Champagne finish model with dual spring adjustment in front

Having recently set up two different versions of early 1990’s SunTour cantilevers, I thought it would be helpful to share my insights while they are still fresh in my mind.  While each of these cantilever models is called by the same model name, they could not be more different.  The champagne finish model pictured second has its adjusting springs and washers on top of each caliper, whereas the black finish model pictured first has only one caliper with an adjusting nut that sits below the caliper arm, but with two holes in the other caliper arm for additional spring tension adjustment.

The champagne finish model was more difficult to set up, which was counter-intuitive, given that each caliper arm could be dialed in for separate spring tension.  The above photo shows one caliper arm of the dual spring model disassembled.  SunTour provided a special cone wrench with each new XC-Pro Champagne finish brake set model sold (perhaps as a warning).

SunTour cantilever smooth post brake shoes

If you want a completely accurate engineering description of these brake calipers, you’ll find that at BikePro’s archived articles.

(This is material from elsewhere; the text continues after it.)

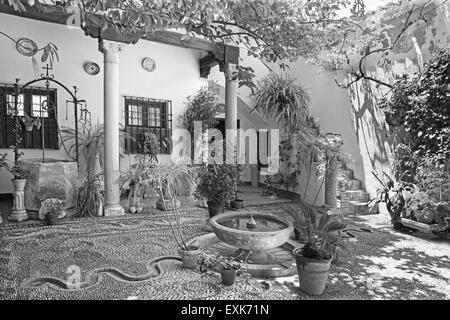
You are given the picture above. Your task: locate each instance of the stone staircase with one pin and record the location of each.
(352, 198)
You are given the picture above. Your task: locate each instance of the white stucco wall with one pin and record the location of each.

However, online guidance as to the particulars of setting up these brake arms is limited to the Sheldon Brown site, with its repellent advertising.  So, I consulted my print materials including my collection vintage mechanic’s manuals.  Oddly, the only really helpful print resource was Park Tools’ manual, which is also available online.

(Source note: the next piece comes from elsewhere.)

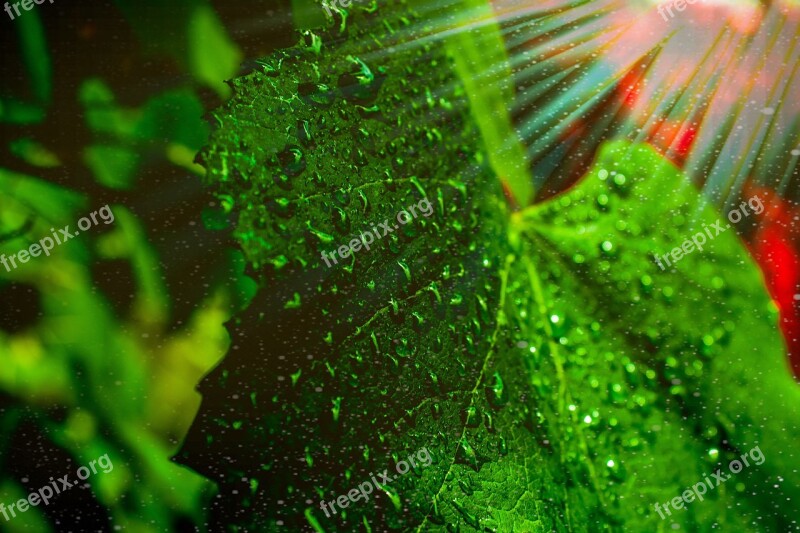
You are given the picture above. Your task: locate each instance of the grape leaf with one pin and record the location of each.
(559, 379)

SunTour Model 59030334 Cantilever Instructions

Fortunately, both NOS brakesets I was installing included the manufacturer’s instructions. The dual spring adjustment champagne model, which was part of my Rivendell Appaloosa build, was my first attempt at setting these up.  The instructions include a helpful cutout to measure your straddle cable angle.  These dual spring XC-Pro brakes want a 90 degree angle.  I got pretty close to that, and called it good.  But, most illuminating about SunTour’s instructions for these cantilevers is the sequence of the steps, which doesn’t match my protocol about setting up brakes. SunTour advises positioning the brake shoes first, which in my experience is the very last step in any brake set-up.  After that, SunTour advises how to install the straddle cable (very low) so that the cable angle is correct (90 degrees) and so that the brake pads sit very close to the rim.  Then comes the spring tension adjustment.  Let’s just say that things did not go as planned when I initially set up these brakes on my Rivendell Appaloosa.  But, after some trial and error I finally arrived at the right spring tension adjustment, and the brakes are now performing well.

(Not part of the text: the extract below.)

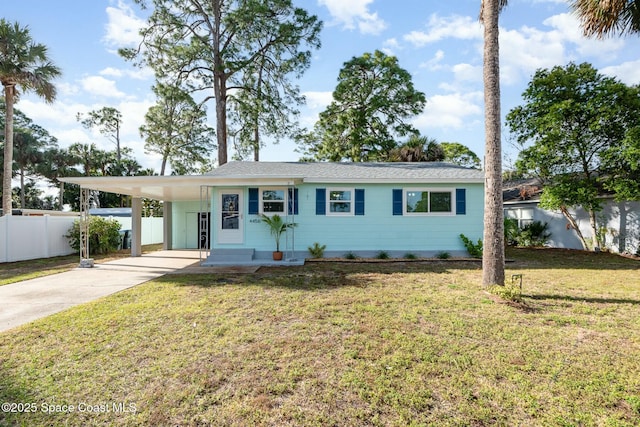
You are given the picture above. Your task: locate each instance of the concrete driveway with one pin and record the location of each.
(29, 300)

Spring tension 19mm nut under the brake arm

Only one arm has a spring tension nut.

Meanwhile, I set up a later version of these cantilevers on my Bridgestone MB3.  This XC-Pro model has its spring tension adjustment on only one arm, adjusted with a 19mm wrench from behind the brake arm.

Above are scans of the single adjusting nut model of SunTour’s XC-Pro cantilever instructions. This model uses a spring adjustment nut (19 mm) on one arm, and which sits underneath the brake arm.  These brakes allow for changing the spring tension by moving the spring from a low tension to high tension setting on the other brake arm, as shown in the scans above.  Setting up these single spring adjustment brakes ended up being less time consuming than their dual adjusting nut siblings.  The adjustment nut is only useful for centering the brake shoes, with spring tension controlled on the other arm with the hi-low setting. This model calls for a 96 degree straddle cable angle.  I didn’t quite achieve that with the setup on my 1989 Bridgestone, but they are still working fine with a slightly lesser angle.  I used the NOS SunTour brakepads (aka “bricks”) on the Bridgestone, after filing some material off their surface.  Even though not well regarded as brake pads, they are working nicely, and have not squealed (yet).

Need an IPA?

Older vintage cantilevers do not have spring tension adjustment.  So, if you needed to change the tension to improve brake performance you needed a 3 hole cantilever boss, or you needed to “strong arm” the spring to change its tension.  While that’s where newer cantilevers can offer improved braking performance, setting up these cantilevers correctly is another thing altogether.